The unconscionable practice of creating a cash cow by fining and jailing Black and poor people for minor driving infractions, revealed in an engrossing Justice Department report on the Ferguson, Mo., legal system last month, is not limited to the St. Louis suburban town that has been in the national spotlight since unarmed teenager Michael Brown was gunned down by officer Darren Wilson last August 9.
Rather, a new report by the Lawyers’ Committee for Civil Rights of the San Francisco Bay Area says that same targeting is taking place in California, too.
Specifically, the report says, “Due to increased fines and fees and reduced access to courts, more than four million Californians have suspended driver’s licenses. These suspensions make it harder for people to get and keep jobs, harm credit ratings and raise public safety concerns.”
The study says “a litany of practices and policies turn a citation offense into a poverty sentence,” with add-on fees for minor offenses sometimes doubling or quadrupling the original fines. And the report says that once people’s licenses are suspended as a result of the tickets and fines, they become even more unable to pay their debts, entering “long cycles of poverty that are difficult, if not impossible to overcome.”
In total, California has over $10 billion in uncollected court-ordered debt and the state uses the heavy fines as a source of revenue.
Meanwhile, Velda City, a town of 1,200 outside of St. Louis that had participated in a version of the illegal activity, “has agreed to end its use of a fixed cash bail schedule system,” according to a court filing obtained by Huffington Post.
The city brings in more revenue from fines and fees than it does from either sales taxes or property taxes.
Under the prior system, defendants who could not afford to pay a certain amount of money were held in jail for three days and would never get to appear before the city’s municipal court judge.
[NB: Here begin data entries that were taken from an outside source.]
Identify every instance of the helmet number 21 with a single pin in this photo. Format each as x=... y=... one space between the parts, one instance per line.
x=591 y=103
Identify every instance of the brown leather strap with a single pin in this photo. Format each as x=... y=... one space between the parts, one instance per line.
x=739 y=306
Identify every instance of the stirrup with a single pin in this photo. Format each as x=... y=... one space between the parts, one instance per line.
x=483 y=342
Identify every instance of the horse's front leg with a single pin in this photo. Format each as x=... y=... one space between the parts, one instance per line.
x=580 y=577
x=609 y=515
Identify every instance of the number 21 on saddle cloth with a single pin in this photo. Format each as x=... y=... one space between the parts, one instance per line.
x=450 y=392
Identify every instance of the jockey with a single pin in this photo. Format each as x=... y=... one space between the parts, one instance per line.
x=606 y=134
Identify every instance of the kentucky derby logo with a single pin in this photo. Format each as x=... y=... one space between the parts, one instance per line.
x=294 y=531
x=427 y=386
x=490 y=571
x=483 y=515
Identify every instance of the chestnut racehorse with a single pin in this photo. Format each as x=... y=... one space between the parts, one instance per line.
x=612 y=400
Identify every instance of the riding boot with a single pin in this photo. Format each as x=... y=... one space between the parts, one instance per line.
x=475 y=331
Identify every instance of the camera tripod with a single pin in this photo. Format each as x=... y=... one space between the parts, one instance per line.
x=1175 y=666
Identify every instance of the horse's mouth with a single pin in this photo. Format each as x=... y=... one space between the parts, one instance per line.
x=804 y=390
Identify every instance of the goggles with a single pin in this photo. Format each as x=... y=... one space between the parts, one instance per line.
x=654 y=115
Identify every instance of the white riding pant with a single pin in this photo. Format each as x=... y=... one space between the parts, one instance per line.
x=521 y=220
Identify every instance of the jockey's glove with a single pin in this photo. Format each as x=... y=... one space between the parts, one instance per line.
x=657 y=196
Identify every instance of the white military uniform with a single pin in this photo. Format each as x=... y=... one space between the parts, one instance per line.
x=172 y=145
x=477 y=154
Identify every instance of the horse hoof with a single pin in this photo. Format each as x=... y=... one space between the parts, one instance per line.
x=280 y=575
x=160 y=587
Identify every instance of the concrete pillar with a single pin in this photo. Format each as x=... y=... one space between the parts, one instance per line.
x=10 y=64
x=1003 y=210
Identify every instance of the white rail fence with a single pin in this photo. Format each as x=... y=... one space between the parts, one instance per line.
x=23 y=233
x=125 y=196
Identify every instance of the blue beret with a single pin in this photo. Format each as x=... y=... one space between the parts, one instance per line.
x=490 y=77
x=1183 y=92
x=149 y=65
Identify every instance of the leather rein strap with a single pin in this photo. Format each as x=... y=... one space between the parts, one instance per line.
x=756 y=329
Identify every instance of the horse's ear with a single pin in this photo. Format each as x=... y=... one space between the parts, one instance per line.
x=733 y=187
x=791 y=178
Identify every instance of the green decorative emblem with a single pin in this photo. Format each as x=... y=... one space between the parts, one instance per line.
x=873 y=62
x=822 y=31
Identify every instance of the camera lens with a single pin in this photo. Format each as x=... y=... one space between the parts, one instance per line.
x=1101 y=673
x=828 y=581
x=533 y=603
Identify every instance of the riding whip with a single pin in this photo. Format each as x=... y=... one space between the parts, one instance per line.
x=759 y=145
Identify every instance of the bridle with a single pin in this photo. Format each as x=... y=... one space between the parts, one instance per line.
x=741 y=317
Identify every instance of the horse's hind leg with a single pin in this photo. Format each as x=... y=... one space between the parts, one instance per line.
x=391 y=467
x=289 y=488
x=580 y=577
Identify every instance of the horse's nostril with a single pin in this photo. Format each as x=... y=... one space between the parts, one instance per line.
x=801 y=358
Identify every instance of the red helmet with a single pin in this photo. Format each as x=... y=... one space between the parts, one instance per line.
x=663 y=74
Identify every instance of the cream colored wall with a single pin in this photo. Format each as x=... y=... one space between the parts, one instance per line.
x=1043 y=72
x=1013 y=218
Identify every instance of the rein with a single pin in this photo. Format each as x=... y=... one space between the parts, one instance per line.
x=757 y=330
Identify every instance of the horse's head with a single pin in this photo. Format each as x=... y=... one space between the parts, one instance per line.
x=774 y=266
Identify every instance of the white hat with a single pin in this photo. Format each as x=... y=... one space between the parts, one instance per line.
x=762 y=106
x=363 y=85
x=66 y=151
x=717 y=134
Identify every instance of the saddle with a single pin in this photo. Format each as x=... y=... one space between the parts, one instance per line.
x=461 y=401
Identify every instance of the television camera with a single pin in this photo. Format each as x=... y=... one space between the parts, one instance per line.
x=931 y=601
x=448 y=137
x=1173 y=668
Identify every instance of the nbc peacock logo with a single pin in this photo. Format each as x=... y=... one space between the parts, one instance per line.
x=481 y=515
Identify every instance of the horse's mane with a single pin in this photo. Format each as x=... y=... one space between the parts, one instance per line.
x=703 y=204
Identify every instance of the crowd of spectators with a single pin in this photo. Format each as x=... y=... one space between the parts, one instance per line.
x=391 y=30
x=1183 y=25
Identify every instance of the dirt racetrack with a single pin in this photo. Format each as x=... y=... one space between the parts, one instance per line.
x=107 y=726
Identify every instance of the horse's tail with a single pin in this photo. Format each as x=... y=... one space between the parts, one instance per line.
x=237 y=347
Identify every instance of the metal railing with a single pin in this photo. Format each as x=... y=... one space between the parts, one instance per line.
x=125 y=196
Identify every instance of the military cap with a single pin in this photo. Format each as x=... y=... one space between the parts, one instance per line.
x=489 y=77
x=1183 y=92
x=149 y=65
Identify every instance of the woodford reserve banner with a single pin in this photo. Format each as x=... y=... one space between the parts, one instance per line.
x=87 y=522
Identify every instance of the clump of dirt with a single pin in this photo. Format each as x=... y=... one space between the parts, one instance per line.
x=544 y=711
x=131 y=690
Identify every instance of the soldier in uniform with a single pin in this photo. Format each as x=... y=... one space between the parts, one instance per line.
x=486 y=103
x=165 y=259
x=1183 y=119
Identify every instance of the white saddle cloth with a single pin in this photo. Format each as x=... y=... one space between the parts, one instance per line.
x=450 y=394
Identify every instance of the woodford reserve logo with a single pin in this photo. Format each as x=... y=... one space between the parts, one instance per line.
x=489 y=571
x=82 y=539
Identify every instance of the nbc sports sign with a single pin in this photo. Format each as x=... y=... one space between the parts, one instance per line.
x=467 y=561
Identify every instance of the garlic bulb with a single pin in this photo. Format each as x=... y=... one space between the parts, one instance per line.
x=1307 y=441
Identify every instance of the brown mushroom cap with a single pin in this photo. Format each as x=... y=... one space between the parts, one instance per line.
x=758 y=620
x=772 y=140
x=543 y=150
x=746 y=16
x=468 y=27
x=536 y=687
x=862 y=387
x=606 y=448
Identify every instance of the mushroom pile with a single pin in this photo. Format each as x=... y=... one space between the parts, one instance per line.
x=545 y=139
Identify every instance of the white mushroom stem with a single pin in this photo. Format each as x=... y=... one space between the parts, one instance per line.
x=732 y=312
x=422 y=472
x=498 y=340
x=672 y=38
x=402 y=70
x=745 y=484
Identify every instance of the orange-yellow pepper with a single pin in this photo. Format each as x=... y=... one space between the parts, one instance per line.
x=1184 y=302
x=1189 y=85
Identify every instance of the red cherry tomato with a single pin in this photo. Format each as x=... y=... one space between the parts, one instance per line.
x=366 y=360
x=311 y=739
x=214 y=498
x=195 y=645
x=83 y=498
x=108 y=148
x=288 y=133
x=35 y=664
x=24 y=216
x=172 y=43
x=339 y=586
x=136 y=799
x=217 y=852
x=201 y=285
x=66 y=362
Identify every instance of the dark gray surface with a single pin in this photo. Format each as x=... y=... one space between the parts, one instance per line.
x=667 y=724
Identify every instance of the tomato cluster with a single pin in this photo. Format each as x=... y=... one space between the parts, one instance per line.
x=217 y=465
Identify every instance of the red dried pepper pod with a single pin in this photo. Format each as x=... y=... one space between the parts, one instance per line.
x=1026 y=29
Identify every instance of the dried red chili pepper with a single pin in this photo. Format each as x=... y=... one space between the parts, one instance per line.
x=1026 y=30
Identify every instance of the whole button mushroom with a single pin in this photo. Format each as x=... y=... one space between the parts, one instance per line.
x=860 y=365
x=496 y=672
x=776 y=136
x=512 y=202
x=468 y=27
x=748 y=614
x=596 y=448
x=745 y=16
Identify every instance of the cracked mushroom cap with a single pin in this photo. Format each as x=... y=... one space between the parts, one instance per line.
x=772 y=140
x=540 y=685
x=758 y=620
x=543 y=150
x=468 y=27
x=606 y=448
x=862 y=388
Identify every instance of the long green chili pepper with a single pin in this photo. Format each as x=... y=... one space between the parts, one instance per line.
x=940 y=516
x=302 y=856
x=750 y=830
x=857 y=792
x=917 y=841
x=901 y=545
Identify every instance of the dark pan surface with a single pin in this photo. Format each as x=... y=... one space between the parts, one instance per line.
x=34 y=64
Under the new policy, Velda City “will release arrestees from its custody after booking on signature recognizance bonds without requiring payment of money up front to secure release from custody,” according to the filing.
In California, the report offers example of the corruption. There was a 22-year-old single father named Andrew who stopped making payments on his traffic tickets after he left his job to care for a son with leukemia. That suspension jeopardized his son’s treatment, according to the report.
A woman, Tammi, owed more than $3,500 for several unpaid traffic tickets that she didn’t even think were hers.
The study recommends that the state of California “end the use of license suspensions as a collection tool for citation-related debt, allowing more people to work and pay their debts.” The report also says that the cost of paying a ticket is too high for everyone, not just the poor. The Lawyers’ Committee suggests that current fees be cut in half and that fines be based on an offender’s ability to pay. The group also suggests an amnesty plan for Californians who have already had their licenses suspended — one that would restore their ability to drive and forgive the debt of “the poorest Californians.”